Saya mempunyai beberapa pertanyaan. Semoga para pengasuh rubrik As’ilah wa Ajwibah bisa menjawabnya. Sebelum menikah, –-Alhamdulillah-– saya telah merawat seorang anak angkat (laki-laki) pembantu saya yang meninggal dunia. Dia tidak punya keluarga, jadi saya jadikan dia sebagai anak angkat. Permasalahannya sekarang saya telah menikah, dan anak angkat tersebut telah kelas 2 SLTP. Saya bingung bagaimana menempatkan anak tersebut dalam keluarga kami? Saya membaca kitab al-Imam Muslim (2/1076–1078 dan 1453) hadis tentang Salim yang menyusu kepada Sahlah istri Abu Hudzaifah, dan menyebabkan menjadi mahram Sahlah. Apakah hadis ini dapat saya jadikan rujukan dalam masalah saya?

Jawaban:

Kami menyimpulkan masalah yang Anda hadapi ke dalam beberapa poin persoalan, yaitu:

  1. Masalah mengangkat anak.
  2. Apakah anak angkat menjadi mahram istri?
  3. Syarat-syarat persusuan yang menjadikan mahram.
  4. Apakah kisah Salim maula Abu Hudzaifah bisa diamalkan?

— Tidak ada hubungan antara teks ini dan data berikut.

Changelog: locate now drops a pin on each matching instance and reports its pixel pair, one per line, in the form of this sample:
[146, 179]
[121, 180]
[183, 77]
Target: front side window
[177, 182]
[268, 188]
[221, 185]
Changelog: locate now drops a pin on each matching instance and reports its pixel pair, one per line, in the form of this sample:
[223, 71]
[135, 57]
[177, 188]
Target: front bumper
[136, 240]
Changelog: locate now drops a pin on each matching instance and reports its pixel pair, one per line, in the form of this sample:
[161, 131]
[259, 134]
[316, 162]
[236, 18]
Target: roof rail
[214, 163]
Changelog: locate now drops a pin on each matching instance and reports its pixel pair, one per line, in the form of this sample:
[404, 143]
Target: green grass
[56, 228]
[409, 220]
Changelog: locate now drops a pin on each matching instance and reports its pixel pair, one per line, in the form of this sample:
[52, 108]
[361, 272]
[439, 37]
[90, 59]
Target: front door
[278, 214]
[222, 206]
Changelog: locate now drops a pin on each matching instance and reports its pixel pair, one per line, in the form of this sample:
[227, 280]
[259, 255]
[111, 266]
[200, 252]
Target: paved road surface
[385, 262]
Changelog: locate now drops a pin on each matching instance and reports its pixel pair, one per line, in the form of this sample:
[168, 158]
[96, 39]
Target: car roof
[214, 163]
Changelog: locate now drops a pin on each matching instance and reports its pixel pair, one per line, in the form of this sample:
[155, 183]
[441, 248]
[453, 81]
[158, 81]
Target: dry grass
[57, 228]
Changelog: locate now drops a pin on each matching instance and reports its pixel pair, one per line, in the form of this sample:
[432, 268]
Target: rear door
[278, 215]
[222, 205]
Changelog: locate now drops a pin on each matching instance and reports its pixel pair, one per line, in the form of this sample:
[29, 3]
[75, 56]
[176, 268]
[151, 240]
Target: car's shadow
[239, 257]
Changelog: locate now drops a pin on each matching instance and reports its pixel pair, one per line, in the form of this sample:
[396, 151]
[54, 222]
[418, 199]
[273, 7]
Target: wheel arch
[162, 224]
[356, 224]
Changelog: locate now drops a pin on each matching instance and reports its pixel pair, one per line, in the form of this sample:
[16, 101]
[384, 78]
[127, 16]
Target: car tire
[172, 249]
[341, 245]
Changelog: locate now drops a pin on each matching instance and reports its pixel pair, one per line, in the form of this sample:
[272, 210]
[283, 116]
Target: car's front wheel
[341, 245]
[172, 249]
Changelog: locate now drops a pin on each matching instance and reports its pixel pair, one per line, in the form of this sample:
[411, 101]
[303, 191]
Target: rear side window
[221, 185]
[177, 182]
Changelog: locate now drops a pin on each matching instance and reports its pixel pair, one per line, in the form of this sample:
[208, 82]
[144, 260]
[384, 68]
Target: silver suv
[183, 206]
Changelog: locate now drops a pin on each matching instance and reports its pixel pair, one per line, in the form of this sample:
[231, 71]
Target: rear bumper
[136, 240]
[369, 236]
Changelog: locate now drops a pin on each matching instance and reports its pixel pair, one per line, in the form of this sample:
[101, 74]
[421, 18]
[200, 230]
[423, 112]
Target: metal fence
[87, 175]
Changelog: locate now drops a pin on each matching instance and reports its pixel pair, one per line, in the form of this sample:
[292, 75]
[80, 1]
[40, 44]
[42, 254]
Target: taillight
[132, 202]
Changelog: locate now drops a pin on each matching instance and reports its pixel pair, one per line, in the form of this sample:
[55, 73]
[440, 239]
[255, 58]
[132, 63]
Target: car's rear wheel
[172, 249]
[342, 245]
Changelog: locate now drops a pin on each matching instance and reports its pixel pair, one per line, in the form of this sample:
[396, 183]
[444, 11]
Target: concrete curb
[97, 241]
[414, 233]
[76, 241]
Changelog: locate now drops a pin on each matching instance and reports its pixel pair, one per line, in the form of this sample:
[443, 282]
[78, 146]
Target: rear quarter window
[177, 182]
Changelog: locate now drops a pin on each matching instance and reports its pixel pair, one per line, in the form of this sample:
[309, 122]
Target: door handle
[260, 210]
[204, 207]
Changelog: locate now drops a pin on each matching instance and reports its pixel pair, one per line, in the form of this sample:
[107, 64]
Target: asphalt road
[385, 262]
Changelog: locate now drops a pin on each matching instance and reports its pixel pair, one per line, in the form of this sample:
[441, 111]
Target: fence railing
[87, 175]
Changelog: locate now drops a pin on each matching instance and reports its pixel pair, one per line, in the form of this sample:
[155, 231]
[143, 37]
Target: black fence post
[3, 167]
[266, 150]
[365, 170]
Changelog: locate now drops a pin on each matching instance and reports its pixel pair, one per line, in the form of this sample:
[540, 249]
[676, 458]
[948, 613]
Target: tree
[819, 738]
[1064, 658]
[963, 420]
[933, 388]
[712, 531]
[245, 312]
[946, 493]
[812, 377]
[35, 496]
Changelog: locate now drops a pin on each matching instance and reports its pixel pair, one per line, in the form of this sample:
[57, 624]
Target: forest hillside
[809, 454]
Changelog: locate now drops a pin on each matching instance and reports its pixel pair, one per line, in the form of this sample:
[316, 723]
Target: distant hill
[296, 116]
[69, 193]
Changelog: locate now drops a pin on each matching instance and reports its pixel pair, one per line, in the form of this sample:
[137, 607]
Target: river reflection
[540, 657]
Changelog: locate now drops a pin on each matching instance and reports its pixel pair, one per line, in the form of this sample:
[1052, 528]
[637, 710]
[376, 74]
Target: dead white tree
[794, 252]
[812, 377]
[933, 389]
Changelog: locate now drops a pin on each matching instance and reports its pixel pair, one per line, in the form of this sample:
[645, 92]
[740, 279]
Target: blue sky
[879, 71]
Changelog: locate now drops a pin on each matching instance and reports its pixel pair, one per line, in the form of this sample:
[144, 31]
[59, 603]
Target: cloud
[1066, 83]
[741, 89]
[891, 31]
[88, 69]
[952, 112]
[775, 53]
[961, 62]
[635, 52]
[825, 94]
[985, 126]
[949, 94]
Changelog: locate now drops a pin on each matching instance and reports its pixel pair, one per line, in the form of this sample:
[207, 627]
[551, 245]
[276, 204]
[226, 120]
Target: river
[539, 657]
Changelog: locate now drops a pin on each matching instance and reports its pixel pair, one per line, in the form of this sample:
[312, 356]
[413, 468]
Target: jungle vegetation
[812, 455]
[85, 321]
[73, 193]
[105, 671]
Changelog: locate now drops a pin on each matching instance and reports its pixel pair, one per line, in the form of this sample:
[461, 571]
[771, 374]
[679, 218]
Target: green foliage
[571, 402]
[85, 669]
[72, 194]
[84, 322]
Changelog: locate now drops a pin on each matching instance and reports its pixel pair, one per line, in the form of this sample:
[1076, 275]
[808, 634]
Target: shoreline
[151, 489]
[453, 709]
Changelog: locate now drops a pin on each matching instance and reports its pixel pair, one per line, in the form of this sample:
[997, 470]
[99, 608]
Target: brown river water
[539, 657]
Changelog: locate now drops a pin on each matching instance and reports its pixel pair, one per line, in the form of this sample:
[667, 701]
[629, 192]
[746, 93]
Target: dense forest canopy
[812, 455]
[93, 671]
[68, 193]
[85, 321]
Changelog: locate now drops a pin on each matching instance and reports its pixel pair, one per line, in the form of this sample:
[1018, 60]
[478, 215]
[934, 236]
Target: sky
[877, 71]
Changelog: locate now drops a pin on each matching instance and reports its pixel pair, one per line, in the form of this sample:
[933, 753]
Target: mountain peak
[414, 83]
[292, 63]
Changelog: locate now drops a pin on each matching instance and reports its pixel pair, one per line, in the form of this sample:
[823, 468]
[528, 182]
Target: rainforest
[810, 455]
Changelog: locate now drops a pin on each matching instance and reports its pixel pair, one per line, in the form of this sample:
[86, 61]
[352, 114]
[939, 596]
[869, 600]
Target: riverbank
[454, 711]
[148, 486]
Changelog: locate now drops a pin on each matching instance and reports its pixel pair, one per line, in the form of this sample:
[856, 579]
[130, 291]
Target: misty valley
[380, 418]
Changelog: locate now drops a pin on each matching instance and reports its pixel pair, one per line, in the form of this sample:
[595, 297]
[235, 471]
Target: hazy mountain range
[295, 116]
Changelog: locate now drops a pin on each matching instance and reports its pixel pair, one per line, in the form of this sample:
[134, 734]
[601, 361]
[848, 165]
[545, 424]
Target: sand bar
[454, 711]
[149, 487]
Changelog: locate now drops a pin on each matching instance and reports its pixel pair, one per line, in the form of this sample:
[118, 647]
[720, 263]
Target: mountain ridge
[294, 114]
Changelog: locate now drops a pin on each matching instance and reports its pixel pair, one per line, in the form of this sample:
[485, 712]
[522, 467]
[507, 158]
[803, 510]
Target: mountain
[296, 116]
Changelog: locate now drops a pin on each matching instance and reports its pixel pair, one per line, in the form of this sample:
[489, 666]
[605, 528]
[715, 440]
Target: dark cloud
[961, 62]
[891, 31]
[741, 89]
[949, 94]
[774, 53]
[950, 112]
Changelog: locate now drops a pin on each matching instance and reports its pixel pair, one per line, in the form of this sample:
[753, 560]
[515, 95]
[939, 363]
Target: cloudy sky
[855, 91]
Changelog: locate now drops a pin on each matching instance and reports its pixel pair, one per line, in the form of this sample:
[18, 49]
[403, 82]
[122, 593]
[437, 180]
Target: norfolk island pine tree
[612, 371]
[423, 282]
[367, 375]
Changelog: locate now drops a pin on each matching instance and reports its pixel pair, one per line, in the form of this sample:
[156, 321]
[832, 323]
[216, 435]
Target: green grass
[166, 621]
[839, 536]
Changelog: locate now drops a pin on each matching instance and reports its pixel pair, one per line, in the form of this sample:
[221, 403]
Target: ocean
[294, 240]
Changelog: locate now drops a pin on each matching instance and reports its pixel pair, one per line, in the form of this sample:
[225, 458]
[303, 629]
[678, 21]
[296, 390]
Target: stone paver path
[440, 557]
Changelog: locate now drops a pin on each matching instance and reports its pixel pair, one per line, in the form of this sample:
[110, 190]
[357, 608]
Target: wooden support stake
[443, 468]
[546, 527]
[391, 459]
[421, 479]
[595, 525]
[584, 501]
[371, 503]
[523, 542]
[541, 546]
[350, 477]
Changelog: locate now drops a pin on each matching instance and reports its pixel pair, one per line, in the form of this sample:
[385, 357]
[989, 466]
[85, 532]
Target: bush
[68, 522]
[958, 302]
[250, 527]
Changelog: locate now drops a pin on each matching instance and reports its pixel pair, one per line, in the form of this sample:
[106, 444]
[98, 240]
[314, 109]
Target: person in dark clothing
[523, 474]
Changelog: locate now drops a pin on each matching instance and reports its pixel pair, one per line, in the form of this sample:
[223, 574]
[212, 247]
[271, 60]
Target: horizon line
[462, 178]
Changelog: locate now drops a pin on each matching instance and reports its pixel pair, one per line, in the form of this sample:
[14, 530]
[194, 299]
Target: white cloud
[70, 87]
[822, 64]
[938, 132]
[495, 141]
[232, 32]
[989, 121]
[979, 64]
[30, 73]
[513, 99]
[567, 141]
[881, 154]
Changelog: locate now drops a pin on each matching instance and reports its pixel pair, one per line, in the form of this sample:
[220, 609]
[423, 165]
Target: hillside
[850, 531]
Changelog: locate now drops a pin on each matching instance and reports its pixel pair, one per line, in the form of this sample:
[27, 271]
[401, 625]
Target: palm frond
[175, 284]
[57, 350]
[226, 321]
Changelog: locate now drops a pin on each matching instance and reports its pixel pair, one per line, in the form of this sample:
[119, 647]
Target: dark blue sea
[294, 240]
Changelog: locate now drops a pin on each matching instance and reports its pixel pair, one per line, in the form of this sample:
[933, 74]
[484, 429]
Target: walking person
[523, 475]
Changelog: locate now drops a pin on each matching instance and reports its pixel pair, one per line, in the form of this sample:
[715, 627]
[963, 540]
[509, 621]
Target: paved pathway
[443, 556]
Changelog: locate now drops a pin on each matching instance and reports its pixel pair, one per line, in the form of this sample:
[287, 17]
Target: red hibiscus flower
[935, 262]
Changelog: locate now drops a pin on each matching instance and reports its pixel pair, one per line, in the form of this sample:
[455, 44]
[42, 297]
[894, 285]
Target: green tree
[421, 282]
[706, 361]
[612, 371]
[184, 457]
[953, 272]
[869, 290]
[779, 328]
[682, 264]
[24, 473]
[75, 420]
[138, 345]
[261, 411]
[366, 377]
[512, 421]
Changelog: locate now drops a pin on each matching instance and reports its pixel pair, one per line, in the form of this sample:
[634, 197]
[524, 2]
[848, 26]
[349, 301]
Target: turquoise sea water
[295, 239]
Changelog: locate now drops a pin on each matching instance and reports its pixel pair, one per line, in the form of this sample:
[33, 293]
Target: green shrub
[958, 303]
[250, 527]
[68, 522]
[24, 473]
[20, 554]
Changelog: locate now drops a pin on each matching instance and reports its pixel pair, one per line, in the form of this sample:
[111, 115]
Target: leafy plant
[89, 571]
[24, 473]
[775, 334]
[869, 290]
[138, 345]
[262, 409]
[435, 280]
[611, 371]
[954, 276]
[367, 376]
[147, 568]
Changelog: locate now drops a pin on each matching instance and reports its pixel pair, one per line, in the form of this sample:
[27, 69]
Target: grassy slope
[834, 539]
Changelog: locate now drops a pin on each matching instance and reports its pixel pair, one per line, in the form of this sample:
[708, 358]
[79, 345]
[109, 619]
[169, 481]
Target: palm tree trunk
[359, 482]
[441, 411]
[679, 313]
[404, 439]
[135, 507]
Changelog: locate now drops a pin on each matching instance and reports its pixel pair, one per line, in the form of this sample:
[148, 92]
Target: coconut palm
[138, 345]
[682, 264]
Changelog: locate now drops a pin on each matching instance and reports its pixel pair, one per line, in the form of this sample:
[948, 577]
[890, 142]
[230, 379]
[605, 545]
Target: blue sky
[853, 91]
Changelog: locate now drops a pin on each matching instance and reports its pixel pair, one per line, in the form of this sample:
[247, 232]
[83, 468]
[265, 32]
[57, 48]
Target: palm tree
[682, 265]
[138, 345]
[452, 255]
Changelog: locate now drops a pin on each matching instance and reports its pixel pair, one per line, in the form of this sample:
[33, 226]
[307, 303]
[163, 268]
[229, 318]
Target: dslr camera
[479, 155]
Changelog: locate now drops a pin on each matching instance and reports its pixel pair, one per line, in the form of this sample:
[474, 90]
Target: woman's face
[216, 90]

Berikut akan kami jelaskan periciannya:

[1] Dalam agama Islam PERNAH diperbolehkan seseorang mengangkat anak orang lain sebagai anaknya sendiri, sehingga anak tersebut dinasabkan kepada bapak angkatnya, mewarisi, dan menjadi mahram bagi keluarganya. Bahkan dahulu sebelum diangkat sebagai Nabi, Rasulullah shallallahu ‘alaihi wa sallam pernah mengangkat seorang sahabatnya -–Zaid bin Haritsah-– menjadi anak angkatnya. Tatkala beliau menjadi Nabi, manusia tetap memanggil Zaid dengan panggilan Zaid bin Muhammad. Kemudian turunlah ayat yang menghapus kebolehan mengangkat anak menjadi anak yang dinasabkan kepada ayah angkatnya dalam firman-Nya:

وَمَا جَعَلَ أَدْعِيَآءَكُمْ أَبْنَآءَكُمْ. ذَلِكُمْ قَوْلُكُمْ بِأَفْوَاهِكُمْ. وَاللهُ يَقُوْلُ الْحَقُّ وَهُوَ يَهْدِي السَّبِيْلَ

“…Dan Dia tidak menjadikan anak-anak angkatmu menjadi anak kandungmu. Yang demikian itu hanyalah perkataanmu di mulut saja, sedangkan Allah mengatakan yang haq, dan Dia menunjuki kepada jalan yang benar.” (Qs. al-Ahzab: 4)

Dengan dihapusnya hukum mengangkat anak, maka menasabkan anak kepada bapak angkatnya menjadi terlarang, tetapi harus kepada bapak kandungnya, sebagaimana dalam sebuah hadis:

عَنِ ابْنِ عُمَرَ أَنَّ زَيْدَ بْنَ حَارِثَةَ مَوْلَى رَسُوْلُ اللهِ مَا كُنَّا نَدْعُوْهُ إِلاَّ زَيْدَ بْنَ مُحَمَّدٍ حَتَّى نَزَلَ الْقُرْآنُ ادْعُوْهُمْ لِآبَائِهِمْ

Dari Ibnu Umar bahwa Zaid bin Haritsah maula Rasulullah, (Ibnu Umar berkata), “Dulu kami tidak memanggil Zaid kecuali dengna panggilan Zaid bin Muhammad, sehingga turunlah ayat; (panggillah anak-anak angkatmu dengan (menasabkan kepada) nama bapak-bapak mereka, karena itulah yang lebih adil di sisi Allah.” (HR. Bukhari no. 4782, dan Muslim no.2425)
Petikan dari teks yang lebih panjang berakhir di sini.